After her death, Scarpa was uncertain he wanted to complete the project. “They did a memorial in L.A. and her parents asked me to put together a little film, so I cut together a little 10-minute thing and showed it and everyone was crying,” says Scarpa, now working on the independent film “Grace,” his first feature. “Her dad said, ‘What will it take for you to finish the film?’ So we reached out to other people with film and video footage and then it was another year to wade through everything and get it done.”

Small faces

* Radiohead and Sigur Ros are planning to merge their ambitious musical aesthetics to collaborate on a score for a new piece by the Merce Cunningham Dance Company scheduled to premiere in October at the Brooklyn Academy of Music. Meanwhile, a DVD of videos done for Sigur Ros’ music, including the short film “Untitled #1,” directed by Floria Sigismondi and premiered at the recent Sundance Film Festival, will be released in the spring.
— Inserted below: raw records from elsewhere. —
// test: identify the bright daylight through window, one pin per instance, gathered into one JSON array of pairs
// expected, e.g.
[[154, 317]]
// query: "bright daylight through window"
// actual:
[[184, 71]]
* Kenneth “Babyface” Edmonds and his wife, entertainment executive Tracey Edmonds, will be hosting a celebrity sheet-music auction to benefit the City of Hope at their Holmby Hills home on April 2. Autographed music and other memorabilia has been donated by U2, Elton John, Paul McCartney, Mariah Carey, Barbra Streisand, John Mayer, Destiny’s Child and B.B. King, among others, for the event. A limited number of tickets will be available to the public. For information call (213) 202-5735. Last year’s inaugural event, held at producer Glen Ballard’s home, raised more than $90,000.

* Having been uninvolved with recent tours, Earth, Wind & Fire founder Maurice White has co-produced the band’s first album of new material in six years. Titled “Promise of the New,” the album is due May 20 on L.A.-based Kalimba Records, with a summer tour to follow, though it’s unclear what role White, who has Parkinson’s disease, will have in the concerts.